L’historien le plus pénétrant de cette période, M. Gustave Fagniez, dans son livre magistral sur le P. Joseph, a mis en évidence le sens du relatif qui anime cette part de la diplomatie de Richelieu. Ni l’homme d’État ne voulut travailler aveuglément pour la cause du protestantisme, ni l’homme d’Église ne voulut être dupe des beaux semblants de la Contre-Réformation. « En réalité, a dit M. Gustave Fagniez, il n’y eut entre la France et le parti évangélique que le lien qui résulte d’actions parallèles contre un ennemi commun. Malgré la force réelle que nos subsides et l’espoir de notre participation aux hostilités ont apportée à la coalition protestante, Richelieu s’est moins appliqué à grouper et à encourager les membres de cette coalition qu’à rompre le faisceau des États catholiques qui, en Allemagne et en Italie, s’unissaient autour de la maison d’Autriche, et à les attirer sous le patronage et la protection de la France. La prédilection, la sympathie, ce fut dans ses relations avec le parti catholique germanique et avec son chef (Maximilien de Bavière) qu’il la mit, c’est là qu’il faut chercher le ressort principal de sa politique. » Richelieu avait refusé de servir les intérêts religieux du protestantisme, repoussé toutes les propositions de s’associer à la Ligue protestante de La Haye. En un mot, il avait maintenu son accord avec les protestants allemands dans les limites tracées par l’intérêt de la France. De même, il fut inflexible quand on tenta de l’entraîner dans une ligue catholique, de lui faire abandonner les alliances particulières de la France avec tel ou tel État réformé. Il n’entra jamais dans l’idée que le conflit européen pût « se réduire à la lutte de deux religions ». Son choix allait à un « tiers parti » qui garderait l’indépendance de l’Europe centrale et constituerait, pour l’établissement d’une grande monarchie allemande, un obstacle infranchissable. Au lieu des Habsbourg catholiques, il se fût agi, en ce siècle, des Hohenzollern protestants, que la politique de Richelieu se fût appliquée de la même manière et qu’elle eût coïncidé sur tous les points.

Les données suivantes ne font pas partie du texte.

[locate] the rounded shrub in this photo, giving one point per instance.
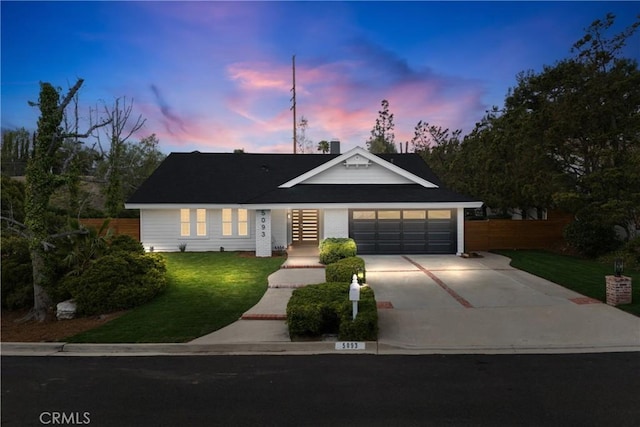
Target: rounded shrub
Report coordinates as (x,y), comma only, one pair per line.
(333,249)
(124,243)
(343,269)
(325,308)
(116,282)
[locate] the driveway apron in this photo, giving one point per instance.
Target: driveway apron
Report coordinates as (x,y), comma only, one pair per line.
(447,302)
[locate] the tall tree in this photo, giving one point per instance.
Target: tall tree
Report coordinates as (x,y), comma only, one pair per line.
(17,146)
(439,148)
(587,113)
(41,182)
(382,139)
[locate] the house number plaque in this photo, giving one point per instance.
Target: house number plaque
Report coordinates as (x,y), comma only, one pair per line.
(263,233)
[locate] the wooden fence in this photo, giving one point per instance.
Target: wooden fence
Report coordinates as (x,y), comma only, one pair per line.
(514,234)
(128,226)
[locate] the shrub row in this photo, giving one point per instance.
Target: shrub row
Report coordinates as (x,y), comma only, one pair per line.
(333,249)
(325,309)
(344,269)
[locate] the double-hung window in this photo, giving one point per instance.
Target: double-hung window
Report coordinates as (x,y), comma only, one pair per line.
(235,222)
(197,217)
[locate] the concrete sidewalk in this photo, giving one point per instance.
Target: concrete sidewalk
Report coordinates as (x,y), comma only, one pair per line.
(432,304)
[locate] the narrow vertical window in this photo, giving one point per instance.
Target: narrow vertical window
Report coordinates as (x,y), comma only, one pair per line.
(185,222)
(201,222)
(227,222)
(243,222)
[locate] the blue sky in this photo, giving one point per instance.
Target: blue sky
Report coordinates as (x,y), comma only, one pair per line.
(216,76)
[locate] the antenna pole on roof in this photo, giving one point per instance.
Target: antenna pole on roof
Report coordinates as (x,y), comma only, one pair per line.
(293,105)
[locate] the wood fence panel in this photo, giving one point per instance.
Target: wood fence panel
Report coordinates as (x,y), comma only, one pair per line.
(513,234)
(127,226)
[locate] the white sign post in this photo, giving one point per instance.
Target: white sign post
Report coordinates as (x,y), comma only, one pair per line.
(354,295)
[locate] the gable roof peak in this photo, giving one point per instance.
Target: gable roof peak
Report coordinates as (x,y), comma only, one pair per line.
(359,157)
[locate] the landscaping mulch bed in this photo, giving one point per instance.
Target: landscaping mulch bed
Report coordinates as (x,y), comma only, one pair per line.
(50,330)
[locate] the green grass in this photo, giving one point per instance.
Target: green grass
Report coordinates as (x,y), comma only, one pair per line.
(586,277)
(207,291)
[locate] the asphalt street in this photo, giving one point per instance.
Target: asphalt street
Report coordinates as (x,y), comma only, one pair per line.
(328,390)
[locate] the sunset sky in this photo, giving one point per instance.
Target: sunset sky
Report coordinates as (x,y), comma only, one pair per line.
(216,76)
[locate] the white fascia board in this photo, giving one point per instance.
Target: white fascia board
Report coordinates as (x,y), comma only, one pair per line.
(366,154)
(408,205)
(180,206)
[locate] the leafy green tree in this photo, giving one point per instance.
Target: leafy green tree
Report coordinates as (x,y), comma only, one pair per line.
(440,149)
(586,113)
(382,136)
(42,180)
(567,136)
(323,146)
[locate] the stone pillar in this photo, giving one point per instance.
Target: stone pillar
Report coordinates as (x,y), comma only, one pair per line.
(618,290)
(263,233)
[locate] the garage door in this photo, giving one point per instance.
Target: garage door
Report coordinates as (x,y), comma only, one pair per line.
(387,231)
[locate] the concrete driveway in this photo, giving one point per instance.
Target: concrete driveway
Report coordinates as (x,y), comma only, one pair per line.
(483,304)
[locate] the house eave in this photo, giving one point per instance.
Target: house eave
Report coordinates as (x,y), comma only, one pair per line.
(367,155)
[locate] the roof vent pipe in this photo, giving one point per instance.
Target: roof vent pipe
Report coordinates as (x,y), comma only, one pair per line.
(334,146)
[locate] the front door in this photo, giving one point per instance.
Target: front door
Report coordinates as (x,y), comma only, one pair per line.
(304,226)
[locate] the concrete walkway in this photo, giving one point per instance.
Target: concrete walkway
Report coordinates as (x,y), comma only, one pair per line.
(265,321)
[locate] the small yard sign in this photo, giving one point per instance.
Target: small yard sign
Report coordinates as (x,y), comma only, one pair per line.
(350,345)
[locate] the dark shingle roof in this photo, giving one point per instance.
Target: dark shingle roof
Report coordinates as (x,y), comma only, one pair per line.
(228,178)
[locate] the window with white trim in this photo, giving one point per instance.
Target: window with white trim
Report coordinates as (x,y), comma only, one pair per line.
(235,222)
(185,222)
(201,222)
(196,216)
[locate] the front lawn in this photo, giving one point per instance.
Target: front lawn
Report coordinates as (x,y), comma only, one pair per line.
(584,276)
(207,291)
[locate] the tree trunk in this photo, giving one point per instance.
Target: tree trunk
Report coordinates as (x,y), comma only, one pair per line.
(41,300)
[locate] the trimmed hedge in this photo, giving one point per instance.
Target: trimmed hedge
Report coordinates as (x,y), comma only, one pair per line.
(333,249)
(325,308)
(116,282)
(343,270)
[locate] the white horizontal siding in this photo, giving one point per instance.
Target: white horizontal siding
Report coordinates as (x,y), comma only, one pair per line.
(335,223)
(279,228)
(160,230)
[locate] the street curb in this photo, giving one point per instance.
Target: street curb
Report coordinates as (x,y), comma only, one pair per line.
(158,349)
(281,348)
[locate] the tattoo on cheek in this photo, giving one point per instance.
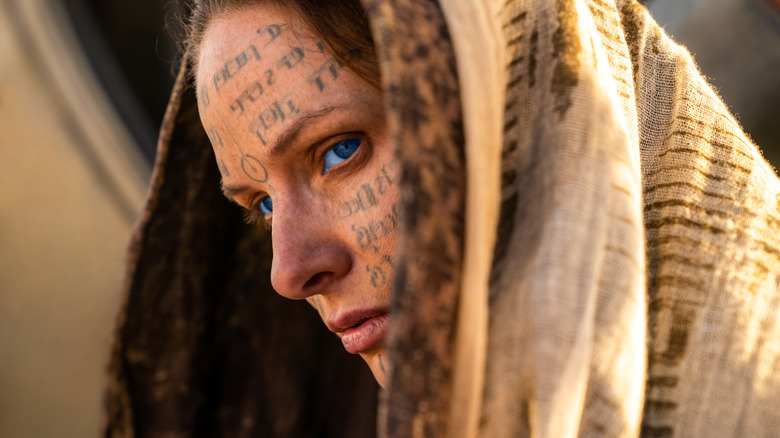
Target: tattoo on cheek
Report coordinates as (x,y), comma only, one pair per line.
(317,304)
(278,112)
(381,273)
(216,140)
(368,194)
(222,168)
(368,236)
(203,96)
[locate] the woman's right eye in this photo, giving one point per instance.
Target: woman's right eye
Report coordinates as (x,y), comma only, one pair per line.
(266,206)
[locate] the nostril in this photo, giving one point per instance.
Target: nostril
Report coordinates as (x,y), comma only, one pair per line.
(316,280)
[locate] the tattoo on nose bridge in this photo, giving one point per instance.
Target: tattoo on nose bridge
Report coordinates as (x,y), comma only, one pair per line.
(233,66)
(278,112)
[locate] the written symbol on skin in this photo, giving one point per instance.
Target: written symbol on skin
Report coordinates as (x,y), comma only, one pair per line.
(291,59)
(368,236)
(273,31)
(278,112)
(251,94)
(234,65)
(203,98)
(215,138)
(378,274)
(256,90)
(254,169)
(330,68)
(365,197)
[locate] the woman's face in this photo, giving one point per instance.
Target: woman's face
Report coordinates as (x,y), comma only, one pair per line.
(302,143)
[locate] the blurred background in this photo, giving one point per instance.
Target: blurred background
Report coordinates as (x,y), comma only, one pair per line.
(83,88)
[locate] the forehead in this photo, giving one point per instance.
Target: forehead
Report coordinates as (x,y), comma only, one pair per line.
(254,34)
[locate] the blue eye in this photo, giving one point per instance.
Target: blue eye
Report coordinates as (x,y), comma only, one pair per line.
(343,150)
(266,206)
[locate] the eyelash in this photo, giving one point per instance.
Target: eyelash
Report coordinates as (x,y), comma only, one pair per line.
(254,216)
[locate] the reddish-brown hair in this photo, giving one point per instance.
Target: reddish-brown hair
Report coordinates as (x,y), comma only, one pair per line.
(341,24)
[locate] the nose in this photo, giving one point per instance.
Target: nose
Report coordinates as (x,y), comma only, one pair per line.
(308,256)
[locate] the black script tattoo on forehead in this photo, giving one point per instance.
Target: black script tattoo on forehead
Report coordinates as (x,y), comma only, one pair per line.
(278,112)
(369,235)
(252,167)
(291,59)
(234,65)
(256,90)
(368,194)
(329,69)
(251,94)
(273,31)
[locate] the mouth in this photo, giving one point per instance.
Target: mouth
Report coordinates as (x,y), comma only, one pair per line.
(362,331)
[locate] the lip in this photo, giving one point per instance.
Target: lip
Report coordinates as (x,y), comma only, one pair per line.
(362,330)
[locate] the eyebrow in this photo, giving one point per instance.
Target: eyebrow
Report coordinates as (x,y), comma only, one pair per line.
(288,136)
(280,146)
(232,191)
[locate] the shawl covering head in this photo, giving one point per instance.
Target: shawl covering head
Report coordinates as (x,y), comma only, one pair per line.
(590,246)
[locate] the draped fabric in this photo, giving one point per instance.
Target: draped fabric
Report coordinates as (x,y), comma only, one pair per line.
(590,246)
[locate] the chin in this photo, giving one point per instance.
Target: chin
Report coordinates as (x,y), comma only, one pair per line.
(377,362)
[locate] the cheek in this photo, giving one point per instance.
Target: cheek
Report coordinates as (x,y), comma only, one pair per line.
(370,217)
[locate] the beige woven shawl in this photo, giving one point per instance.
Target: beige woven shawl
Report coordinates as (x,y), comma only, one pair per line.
(634,283)
(601,258)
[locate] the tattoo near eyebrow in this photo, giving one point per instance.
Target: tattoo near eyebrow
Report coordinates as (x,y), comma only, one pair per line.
(288,136)
(231,191)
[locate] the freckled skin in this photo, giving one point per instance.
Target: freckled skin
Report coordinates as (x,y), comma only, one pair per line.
(253,86)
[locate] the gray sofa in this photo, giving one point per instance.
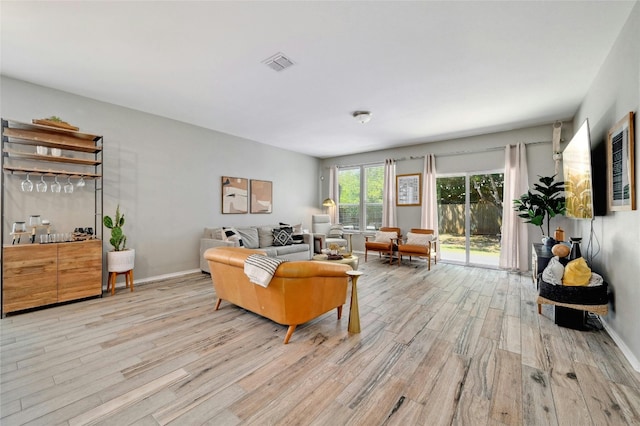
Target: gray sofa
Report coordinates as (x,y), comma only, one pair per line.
(256,237)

Cette politique triompha lorsque le plus important des princes catholiques allemands, l’Électeur de Bavière Maximilien, fut entré dans les vues du cardinal. Dès lors, il n’y avait plus à craindre que ni l’Allemagne ni le catholicisme européen fussent asservis à la maison d’Autriche. Le Saint-Siège lui-même adhérait au tiers parti. La formule de l’équilibre européen, c’est-à-dire de l’indépendance des États de l’Europe par rapport à l’Empire germanique, était trouvée. De cette indépendance des peuples, à laquelle elle avait si efficacement travaillé, la France se trouvait naturellement devenir la garante. Mais on voit à quel point le rôle du roi de France comme « protecteur des libertés germaniques » avait grandi. D’allié, de complice des séditieux, il devenait le gendarme impartial, l’ami et le protecteur du faible. Catholiques ou protestants, sa justice s’étendait à tous. Mais surtout les populations catholiques, les plus voisines de notre pays, les plus latinisées aussi, les plus assimilables par conséquent, passaient dans notre amitié, on peut même dire sous notre protectorat : ces bonnes relations devaient durer jusqu’à 1870. La Ligue du Rhin, que le cardinal de Mazarin noua un peu plus tard, faisait de l’Allemagne rhénane et de l’Allemagne du Sud une sorte de marche du royaume. C’étaient des alliés destinés à former un rempart contre la ruée toujours possible des tribus germaniques plus lointaines et plus barbares, et qui, en même temps, se laisseraient pacifiquement pénétrer par nos idées et par nos mœurs. Dès lors, l’extension de notre frontière jusqu’au Rhin pouvait s’accomplir sans heurts et sans risques. Tout était bénéfice dans l’opération…

Il a fallu trente ans de guerres au XVIIe siècle pour ruiner la puissance impériale, c’est-à-dire pour battre l’Allemagne. Il est vrai qu’elle fut si complètement battue que les vainqueurs purent en disposer à leur gré. Et elle fut moins longue à se remettre de ses ruines matérielles qu’à sortir de l’impuissance politique dans laquelle elle fut fixée.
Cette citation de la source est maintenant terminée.